Donc des terres cultivées, des terres en plein rapport, peuvent, selon
l’honorable membre, plus facilement supporter toutes les charges et par
conséquent le concours.
Je n’entrerai pas maintenant dans de grands développements pour
justifier les détails du projet de loi. Mais il est cependant certaines
considérations que je crois devoir faire connaître dès à présent, afin de ne
pas être taxé d’agir par surprise, lorsque nous arriverons à l’article relatif
au concours.
J’ai reçu, ce matin même, une lettre de réclamation contre l’élévation
du concours de la part d’un grand propriétaire de terres situées dans la
Campine, et appelé à concourir à l’exécution du canal. Je vois dans cette
lettre que ce propriétaire possède dans l’étendue des zones qui doivent
concourir à l’exécution du canal projeté dans la Campine, 618 hectares de
bruyères qui lui ont coûté en tout 32,000 fr., soit environ 50 fr. par hectare.

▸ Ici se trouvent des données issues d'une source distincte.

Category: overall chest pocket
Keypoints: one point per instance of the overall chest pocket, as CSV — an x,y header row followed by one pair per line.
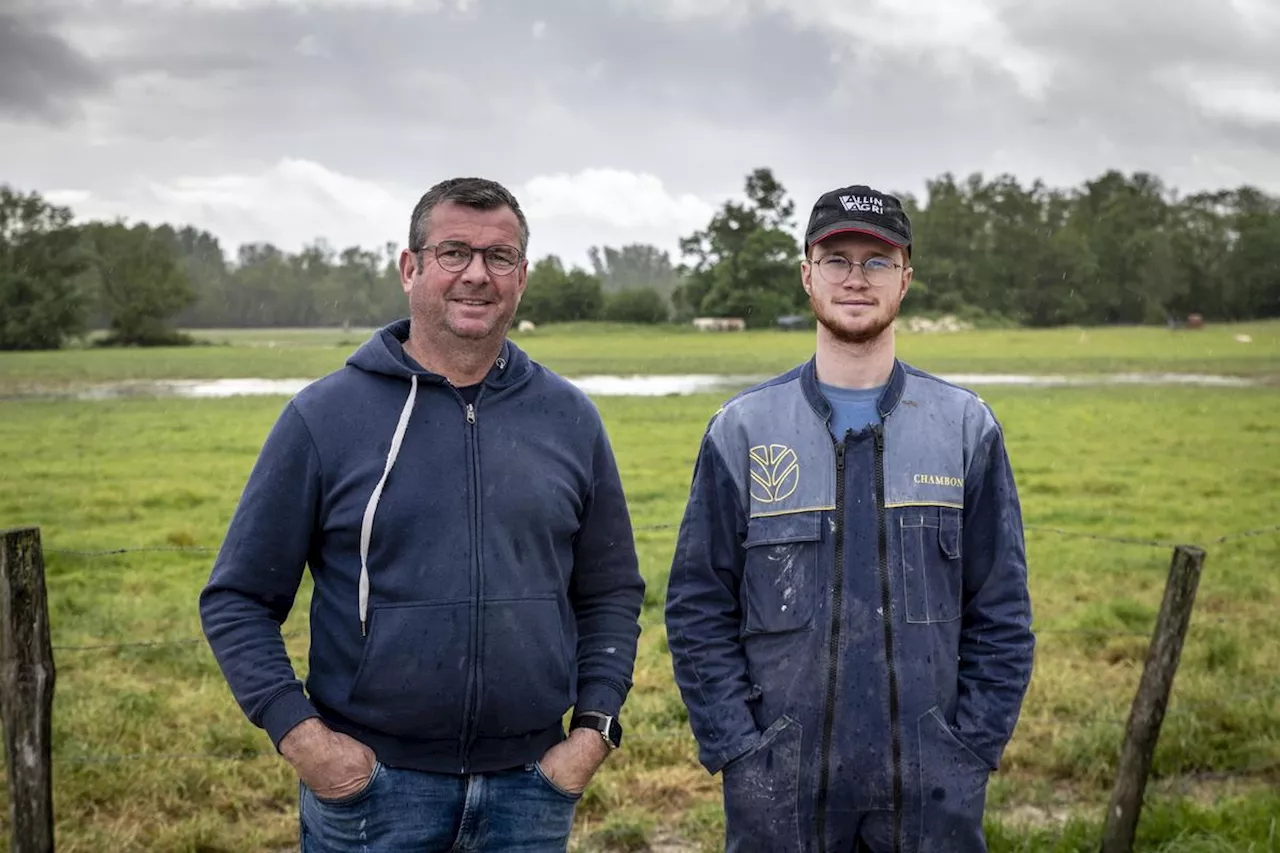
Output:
x,y
780,573
932,570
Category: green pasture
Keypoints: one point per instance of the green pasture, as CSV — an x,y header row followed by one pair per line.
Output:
x,y
151,753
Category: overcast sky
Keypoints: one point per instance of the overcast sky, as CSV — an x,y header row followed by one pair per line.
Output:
x,y
613,121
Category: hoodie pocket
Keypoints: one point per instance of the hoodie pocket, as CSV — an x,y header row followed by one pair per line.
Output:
x,y
778,573
412,678
525,666
932,573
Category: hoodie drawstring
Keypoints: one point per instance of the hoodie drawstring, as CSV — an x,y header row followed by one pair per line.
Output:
x,y
366,528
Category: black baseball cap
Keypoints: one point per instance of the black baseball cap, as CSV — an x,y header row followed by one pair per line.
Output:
x,y
863,210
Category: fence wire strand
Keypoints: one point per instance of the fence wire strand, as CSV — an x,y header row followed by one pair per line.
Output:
x,y
652,528
1175,707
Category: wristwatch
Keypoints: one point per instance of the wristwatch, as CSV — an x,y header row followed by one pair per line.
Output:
x,y
609,728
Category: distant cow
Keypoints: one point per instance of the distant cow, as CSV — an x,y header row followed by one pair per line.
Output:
x,y
720,323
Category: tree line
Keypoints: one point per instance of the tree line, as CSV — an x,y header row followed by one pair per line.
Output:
x,y
1118,249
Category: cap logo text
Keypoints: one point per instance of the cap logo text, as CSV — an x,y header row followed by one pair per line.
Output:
x,y
863,204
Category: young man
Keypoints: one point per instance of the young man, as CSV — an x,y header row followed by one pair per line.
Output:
x,y
474,568
848,611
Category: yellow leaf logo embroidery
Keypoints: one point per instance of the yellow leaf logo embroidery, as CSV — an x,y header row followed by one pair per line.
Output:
x,y
775,473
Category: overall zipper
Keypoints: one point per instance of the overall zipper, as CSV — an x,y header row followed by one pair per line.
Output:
x,y
837,596
886,614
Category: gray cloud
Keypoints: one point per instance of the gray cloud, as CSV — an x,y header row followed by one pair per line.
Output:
x,y
695,94
41,74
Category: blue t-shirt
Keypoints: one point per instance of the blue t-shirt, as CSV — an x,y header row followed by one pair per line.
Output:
x,y
851,407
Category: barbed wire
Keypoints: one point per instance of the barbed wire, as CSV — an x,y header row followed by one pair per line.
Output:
x,y
1246,534
1102,537
177,641
650,528
109,552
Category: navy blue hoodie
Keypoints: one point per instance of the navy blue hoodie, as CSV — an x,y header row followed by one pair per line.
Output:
x,y
474,566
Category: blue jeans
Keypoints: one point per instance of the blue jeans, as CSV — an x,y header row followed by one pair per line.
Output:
x,y
402,811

Ce propriétaire, messieurs, ajoute dans sa lettre de réclamation que la
contribution, telle qu’elle résulterait du projet de loi présenté par le
gouvernement, porterait le capital, représenté par les annuités qu’il aurait à
payer, à la somme de 18,540 francs, ce qui porte sa contribution, par hectare,
en capital, à 30 fr.
Or, messieurs, la première zone, celle qui est obligée à la plus forte
annuité, paie, d’après le projet présenté par le gouvernement, une somme qui
représente un capital, par hectare, de 35 fr. Ainsi, vous voyez que les 618
hectares de ce propriétaire réclamant se trouvent presque tous dans la première
zone, et vous pouvez voir à l’art. 6 du projet de loi, que les propriétaires
intéressés peuvent racheter leurs annuités en payant au gouvernement 100 fr. de
capital pour 7 fr. 10 d’annuités et qu’en cas de rachat ils peuvent se libérer
en cédant au gouvernement leurs propriétés à des prix qui sont stipulés dans le
même art. 6. Et quel est le prix pour la première zone ? 130 fr. par hectare.

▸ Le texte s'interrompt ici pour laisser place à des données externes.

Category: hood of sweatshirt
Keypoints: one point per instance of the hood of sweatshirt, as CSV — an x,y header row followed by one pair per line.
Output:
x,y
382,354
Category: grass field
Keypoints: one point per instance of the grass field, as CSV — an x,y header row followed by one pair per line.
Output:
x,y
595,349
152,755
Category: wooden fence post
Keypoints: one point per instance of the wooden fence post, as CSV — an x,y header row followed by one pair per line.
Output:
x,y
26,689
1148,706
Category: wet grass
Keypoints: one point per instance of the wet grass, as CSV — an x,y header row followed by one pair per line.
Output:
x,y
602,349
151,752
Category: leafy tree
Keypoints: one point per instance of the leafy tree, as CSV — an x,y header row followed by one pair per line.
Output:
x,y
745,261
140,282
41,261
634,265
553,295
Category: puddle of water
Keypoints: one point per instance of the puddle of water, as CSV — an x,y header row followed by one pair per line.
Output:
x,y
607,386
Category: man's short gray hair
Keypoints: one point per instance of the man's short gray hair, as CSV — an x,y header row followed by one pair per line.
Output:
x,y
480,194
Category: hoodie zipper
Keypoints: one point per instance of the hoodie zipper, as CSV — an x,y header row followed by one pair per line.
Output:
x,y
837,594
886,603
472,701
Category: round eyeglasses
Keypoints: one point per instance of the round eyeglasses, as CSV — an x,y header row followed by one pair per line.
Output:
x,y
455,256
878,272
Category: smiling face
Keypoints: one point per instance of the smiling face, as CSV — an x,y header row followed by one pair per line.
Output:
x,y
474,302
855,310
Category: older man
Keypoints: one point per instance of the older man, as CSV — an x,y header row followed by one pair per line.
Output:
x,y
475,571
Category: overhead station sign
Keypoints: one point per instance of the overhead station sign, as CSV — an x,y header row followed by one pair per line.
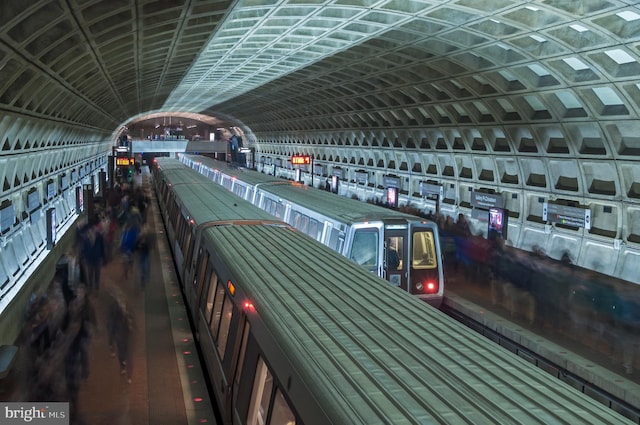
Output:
x,y
568,216
125,161
300,159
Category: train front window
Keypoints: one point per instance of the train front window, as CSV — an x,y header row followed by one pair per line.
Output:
x,y
424,250
364,248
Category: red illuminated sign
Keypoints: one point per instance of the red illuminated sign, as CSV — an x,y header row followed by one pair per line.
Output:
x,y
125,161
300,159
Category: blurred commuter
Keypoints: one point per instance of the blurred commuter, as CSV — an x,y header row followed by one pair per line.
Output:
x,y
120,327
144,245
93,256
128,241
76,362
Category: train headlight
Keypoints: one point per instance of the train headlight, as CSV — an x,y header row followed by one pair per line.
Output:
x,y
427,287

Le réclamant peut donc se libérer du concours qui lui est demandé, en cédant au
gouvernement une partie des bruyères qu’il possède, pour la somme de 130 fr.
l’hectare. Il annonce lui-même que chaque hectare lui a coûté environ 50 fr, ; ainsi, en payant de cette manière ses annuités, il
profitera encore 80 fr. par hectare sur ceux avec lesquels il se libérera de
son concours.
Vous voyez donc, messieurs, que le projet, tel que le gouvernement vous
l’a présenté, est très modéré en ce qui concerne les propriétés intéressées.

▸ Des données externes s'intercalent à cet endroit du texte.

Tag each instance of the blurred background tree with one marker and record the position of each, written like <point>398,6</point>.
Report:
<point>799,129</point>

Il y a une autre considération qui doit faire maintenir ce concours au
taux proposé par le gouvernement, et ici je réponds en même temps à une
interpellation de l’honorable M. de Nef. L’honorable M. de
Nef m’a demandé si l’intention du gouvernement était de ne pas se borner à
l’exécution de la première section du canal et de venir ensuite proposer
l’exécution complète du système de canalisation dans la Campine. Oui,
messieurs, il est de l’intérêt général du pays comme de la Campine que le
système de canalisation soit complété, et pour cela il faut nécessairement que
le concours des propriétés intéressées à la construction de la première section
ne soit pas rendu par trop illusoire ; car alors il serait impossible d’arriver
à une exécution complète du système de canalisation. C’est pourquoi le
gouvernement, aussi longtemps que l’on ne donnera pas de meilleurs motifs en
faveur d’une réduction que ceux donnés jusqu’à présent, est obligé de maintenir
les chiffres du concours tels qu’il les a proposés dans le projet de loi qu’il
a présenté.
M. Dubus (aîné). - Messieurs,
les propositions du gouvernement et celles de la section centrale, en ce qui
concerne le concours des propriétés à la dépense de la canalisation de la
Campine, sont l’objet des critiques les plus amères dans la séance de ce jour.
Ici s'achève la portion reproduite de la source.